Kernels dies when using fastai library due to CPU memory issue


#1

I’m working on the Amazon dataset using my own computer with a Titan Xp. I have trained the network using the images. First with the size of 64, then I increased it to 128 and finally to 256. When training the data set with images with size 256, during the first epoch, Jupyter Notebook gives the next message:
Kernel Restarting
The kernel appears to have died. It will restart automatically.

I also tried to check if the issue could be reproduced using the dogcats data set and that is the case (for this I had to copy the data set multiple times in the same folder). It occurred after running:

sz=224
model=resnet34
data=ImageClassifierData.from_paths(PATH,tfms=tfms_from_model(model, sz))
learn = ConvLearner.pretrained(model, data, precompute=True)

I found out that the cause of the freezing is that the CPU RAM is full and the swap is as well. The CPU memory is used during the batch training process. The memory use is (linearly) increasing. So it looks like something from all batches is kept in memory during training. And space used by former batches is not freed.
It also looks like if only during the first epoch the memory usage increases this much.

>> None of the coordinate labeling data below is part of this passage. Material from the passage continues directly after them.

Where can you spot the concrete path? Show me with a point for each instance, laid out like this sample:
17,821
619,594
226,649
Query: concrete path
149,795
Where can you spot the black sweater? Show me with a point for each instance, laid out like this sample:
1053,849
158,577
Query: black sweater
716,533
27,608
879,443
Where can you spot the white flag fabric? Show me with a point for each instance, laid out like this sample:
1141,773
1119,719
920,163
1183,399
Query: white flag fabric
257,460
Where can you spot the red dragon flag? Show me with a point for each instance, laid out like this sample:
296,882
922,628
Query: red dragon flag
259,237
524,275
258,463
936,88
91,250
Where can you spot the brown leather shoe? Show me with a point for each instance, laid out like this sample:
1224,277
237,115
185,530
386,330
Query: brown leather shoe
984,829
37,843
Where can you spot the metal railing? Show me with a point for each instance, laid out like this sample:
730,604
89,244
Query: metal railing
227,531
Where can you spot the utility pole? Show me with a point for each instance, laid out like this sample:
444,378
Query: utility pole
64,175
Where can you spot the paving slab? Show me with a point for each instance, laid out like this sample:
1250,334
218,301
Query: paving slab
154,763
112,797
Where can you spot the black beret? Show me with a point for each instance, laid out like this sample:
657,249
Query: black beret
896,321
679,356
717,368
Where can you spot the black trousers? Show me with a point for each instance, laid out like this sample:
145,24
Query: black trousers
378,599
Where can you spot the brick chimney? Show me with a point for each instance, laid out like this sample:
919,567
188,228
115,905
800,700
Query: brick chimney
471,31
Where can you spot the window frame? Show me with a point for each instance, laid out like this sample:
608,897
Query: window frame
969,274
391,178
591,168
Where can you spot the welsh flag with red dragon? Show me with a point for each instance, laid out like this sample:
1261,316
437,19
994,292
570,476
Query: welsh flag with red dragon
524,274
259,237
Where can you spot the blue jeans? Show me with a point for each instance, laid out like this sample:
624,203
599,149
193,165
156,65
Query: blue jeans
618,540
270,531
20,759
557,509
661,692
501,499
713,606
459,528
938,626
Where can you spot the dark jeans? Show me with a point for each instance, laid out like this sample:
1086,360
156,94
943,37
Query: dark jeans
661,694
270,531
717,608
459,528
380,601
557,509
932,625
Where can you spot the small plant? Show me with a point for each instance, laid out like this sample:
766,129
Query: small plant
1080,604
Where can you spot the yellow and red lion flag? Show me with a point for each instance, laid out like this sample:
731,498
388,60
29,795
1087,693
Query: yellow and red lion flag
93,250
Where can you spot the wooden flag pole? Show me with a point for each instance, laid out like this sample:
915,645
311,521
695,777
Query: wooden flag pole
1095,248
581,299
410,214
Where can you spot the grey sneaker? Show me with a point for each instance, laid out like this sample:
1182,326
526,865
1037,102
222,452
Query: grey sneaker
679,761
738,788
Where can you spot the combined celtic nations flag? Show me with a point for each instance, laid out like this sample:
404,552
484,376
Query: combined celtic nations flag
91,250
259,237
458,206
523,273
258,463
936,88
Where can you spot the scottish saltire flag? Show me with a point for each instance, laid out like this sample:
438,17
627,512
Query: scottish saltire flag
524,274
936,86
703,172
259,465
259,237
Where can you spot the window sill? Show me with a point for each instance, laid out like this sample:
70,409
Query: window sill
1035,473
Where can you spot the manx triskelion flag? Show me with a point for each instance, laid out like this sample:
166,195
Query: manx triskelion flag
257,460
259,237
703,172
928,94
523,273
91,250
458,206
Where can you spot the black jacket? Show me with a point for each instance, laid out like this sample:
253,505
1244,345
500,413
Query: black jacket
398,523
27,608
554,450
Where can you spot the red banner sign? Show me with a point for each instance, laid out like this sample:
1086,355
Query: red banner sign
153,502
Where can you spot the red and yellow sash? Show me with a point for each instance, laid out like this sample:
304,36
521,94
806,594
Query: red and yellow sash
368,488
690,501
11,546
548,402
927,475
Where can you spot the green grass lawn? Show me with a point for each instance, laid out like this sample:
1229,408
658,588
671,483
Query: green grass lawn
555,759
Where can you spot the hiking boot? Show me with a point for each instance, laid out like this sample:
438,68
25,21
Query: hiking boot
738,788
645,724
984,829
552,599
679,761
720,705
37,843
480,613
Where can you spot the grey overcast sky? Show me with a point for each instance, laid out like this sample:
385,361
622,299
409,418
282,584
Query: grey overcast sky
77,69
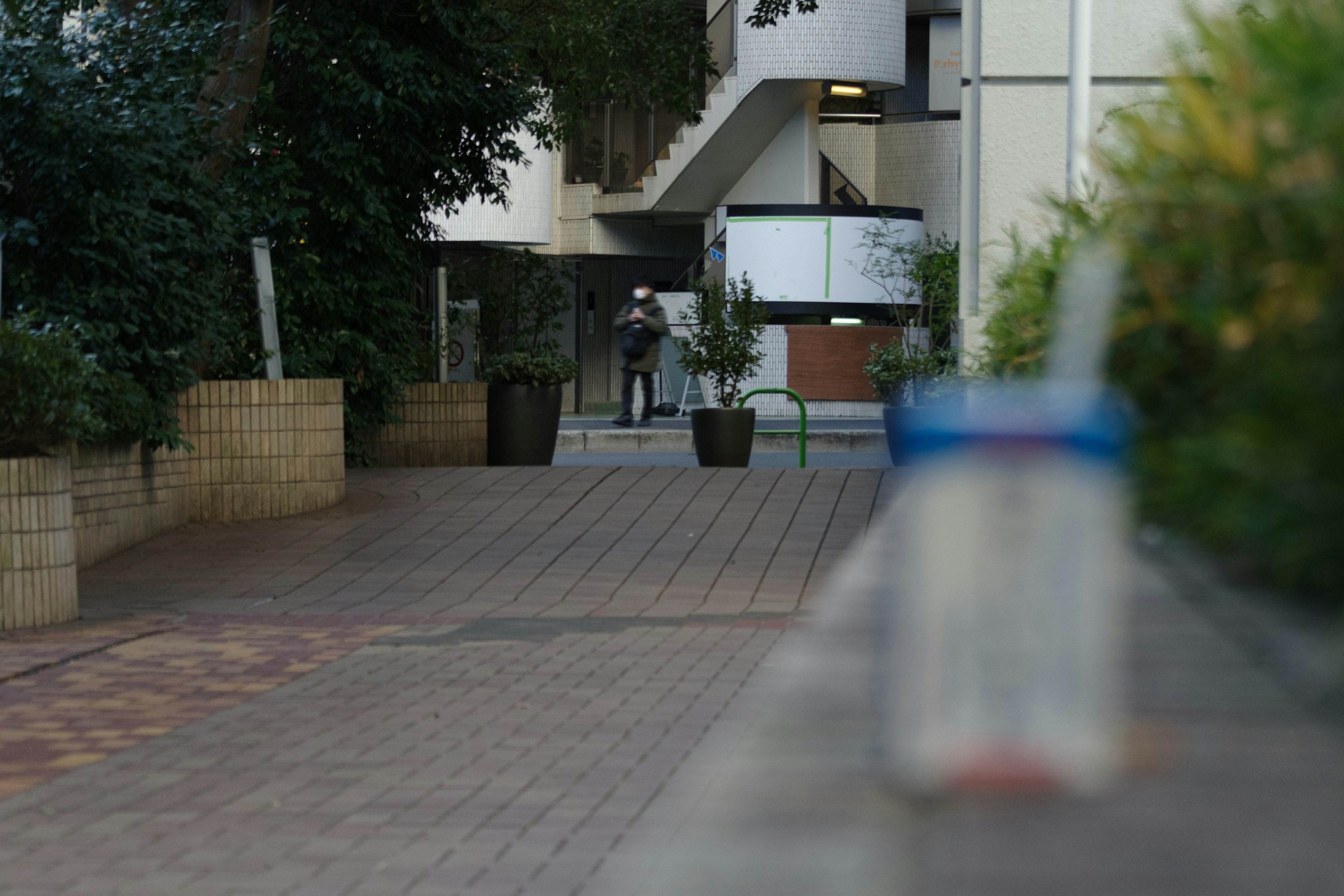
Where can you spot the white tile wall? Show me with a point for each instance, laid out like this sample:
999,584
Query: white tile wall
527,217
851,149
917,166
843,40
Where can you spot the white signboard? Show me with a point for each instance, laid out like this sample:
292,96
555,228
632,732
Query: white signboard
945,64
810,258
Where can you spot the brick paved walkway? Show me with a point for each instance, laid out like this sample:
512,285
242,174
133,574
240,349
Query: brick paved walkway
474,542
460,681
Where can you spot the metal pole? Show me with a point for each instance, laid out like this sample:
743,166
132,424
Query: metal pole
968,292
1080,93
267,307
441,320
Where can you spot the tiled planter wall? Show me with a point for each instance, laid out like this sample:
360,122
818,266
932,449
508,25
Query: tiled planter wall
443,425
264,448
37,543
126,495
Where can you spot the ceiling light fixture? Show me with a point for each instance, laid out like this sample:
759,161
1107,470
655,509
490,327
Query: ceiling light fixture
843,89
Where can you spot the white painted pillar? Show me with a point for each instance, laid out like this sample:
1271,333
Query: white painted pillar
267,307
1080,94
441,320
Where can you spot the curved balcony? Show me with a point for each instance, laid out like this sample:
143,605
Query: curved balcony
525,221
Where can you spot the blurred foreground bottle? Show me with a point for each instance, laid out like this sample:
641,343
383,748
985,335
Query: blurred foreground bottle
1006,575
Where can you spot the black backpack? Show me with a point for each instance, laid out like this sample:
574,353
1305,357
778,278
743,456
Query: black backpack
636,338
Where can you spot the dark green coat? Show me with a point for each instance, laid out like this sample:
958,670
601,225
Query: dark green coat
656,322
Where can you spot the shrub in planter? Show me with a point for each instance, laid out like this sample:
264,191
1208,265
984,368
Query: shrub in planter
920,279
523,407
1227,203
723,344
522,298
43,406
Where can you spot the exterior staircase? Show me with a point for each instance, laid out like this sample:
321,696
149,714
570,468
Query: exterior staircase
707,159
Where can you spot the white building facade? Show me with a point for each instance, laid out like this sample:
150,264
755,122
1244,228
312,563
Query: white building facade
963,121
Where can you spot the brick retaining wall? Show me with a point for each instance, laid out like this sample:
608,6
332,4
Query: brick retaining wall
443,425
124,495
37,543
264,448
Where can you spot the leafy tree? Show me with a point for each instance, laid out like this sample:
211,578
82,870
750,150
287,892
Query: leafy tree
43,389
111,229
369,116
1227,203
726,327
920,279
521,299
640,53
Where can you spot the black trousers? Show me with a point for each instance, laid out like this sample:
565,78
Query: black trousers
628,391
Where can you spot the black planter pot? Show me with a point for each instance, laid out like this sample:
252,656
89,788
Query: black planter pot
522,425
891,424
723,436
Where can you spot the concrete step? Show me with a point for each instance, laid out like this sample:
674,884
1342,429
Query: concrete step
650,440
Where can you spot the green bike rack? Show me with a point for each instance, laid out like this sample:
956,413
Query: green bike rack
803,422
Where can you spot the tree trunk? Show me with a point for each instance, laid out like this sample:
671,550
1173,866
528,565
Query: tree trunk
232,88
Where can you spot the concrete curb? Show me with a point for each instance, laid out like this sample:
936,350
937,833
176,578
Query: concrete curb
667,441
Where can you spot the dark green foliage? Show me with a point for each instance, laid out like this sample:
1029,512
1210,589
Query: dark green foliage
768,13
370,116
725,336
43,389
639,53
921,284
522,298
1021,323
1230,339
891,367
111,230
527,369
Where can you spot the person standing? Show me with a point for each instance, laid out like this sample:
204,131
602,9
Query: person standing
642,326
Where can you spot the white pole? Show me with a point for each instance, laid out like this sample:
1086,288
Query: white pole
441,320
267,307
968,298
1080,93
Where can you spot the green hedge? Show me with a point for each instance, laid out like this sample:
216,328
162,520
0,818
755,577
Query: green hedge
1229,207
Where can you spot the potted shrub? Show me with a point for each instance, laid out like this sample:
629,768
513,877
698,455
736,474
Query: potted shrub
43,406
522,298
920,279
723,346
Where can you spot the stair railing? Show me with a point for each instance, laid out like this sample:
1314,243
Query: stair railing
838,190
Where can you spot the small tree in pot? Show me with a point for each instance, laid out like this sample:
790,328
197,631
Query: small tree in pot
920,279
522,298
726,327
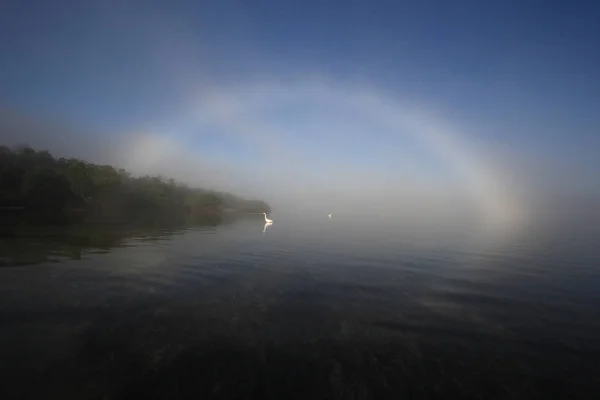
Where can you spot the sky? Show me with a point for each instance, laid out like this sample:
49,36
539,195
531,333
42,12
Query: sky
391,106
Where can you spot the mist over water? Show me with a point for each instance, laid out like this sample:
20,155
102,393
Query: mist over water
223,311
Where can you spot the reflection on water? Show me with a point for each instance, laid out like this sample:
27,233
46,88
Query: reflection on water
267,224
316,309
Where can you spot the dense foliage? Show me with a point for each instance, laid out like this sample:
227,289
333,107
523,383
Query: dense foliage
37,188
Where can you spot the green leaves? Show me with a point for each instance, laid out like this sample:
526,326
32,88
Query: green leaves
48,187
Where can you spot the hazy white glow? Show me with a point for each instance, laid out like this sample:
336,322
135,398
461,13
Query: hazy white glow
237,110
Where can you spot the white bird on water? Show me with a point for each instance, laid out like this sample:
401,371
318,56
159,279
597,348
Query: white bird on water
267,220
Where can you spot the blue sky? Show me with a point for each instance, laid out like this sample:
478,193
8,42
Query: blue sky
516,80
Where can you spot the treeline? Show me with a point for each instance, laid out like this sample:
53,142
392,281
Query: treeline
37,188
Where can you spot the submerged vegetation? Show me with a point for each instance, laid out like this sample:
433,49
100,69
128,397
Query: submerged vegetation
38,189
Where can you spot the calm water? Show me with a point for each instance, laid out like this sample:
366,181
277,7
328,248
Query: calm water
312,308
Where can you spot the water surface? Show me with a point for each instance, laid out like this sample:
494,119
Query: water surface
307,308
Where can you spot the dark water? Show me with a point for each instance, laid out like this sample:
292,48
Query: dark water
313,308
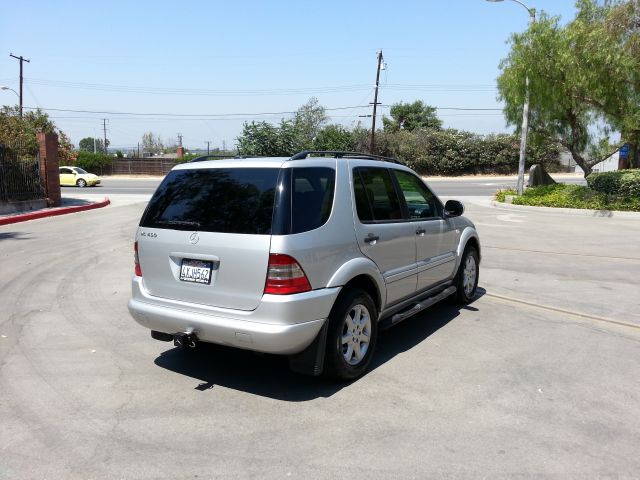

I checked if the GPU is used and that is also the case.

I found the issue several times less explicitly in other topics on the forum, but nowhere a solution was given. When googling, I could not find the same issue when using solely PyTorch. So I hope somebody can point out if I made a mistake or if this is an issue of the fastai library (or PyTorch library).


(Bill Norton) #2

Hi @BartP, I am having the same issue with the same dataset. I am also using my own computer, which is an i7 16gb of ram, and a gtx 1080ti with 11gb of ram. I tried only changing the size to 224 instead of the 256 and I still run into the kernel died problem. I was thinking about going out and getting another 16gb of ram just so I know I’m able to get the best results.

I also ran into this same problem in the dogs vs cats supercharged notebook with the image size at 299. For that one I just changed it to 224 and it ran perfectly.

If you don’t mind me asking, what are the specs of your computer?

Thanks,
Bill

edit:
I did double my ram for a total of 32gb and have been able to successfully run through the planet notebook with the default batchsize and image sizes. Also note that my accuracy increased 2% with the slightly larger images.

Also, the dogcats supercharged notebook which uses resnet model used to give me the same kernel shutdown error with the image sizes being 299. After doubling my ram I was also able to successfully run through that with the default 299 image sizes.


(Alexander) #3

Hi!
Had the same issue on AWS P2.xlarge. Choosing lower batch size from the beginning should help.


(Farhan Ahmad) #4

This is most likely caused by all batches being loaded into RAM at once. You can try the fix I mentioned in another thread.


#5

Hi Farhan,

Thank you for responding.
I changed the code, but for me it doesn’t work. I think the cause (loading all batches in memory) is the same, but I changed the dataloader with your code. I checked if the new code has been imported in Python and that was the case, but it did not change the memory usage.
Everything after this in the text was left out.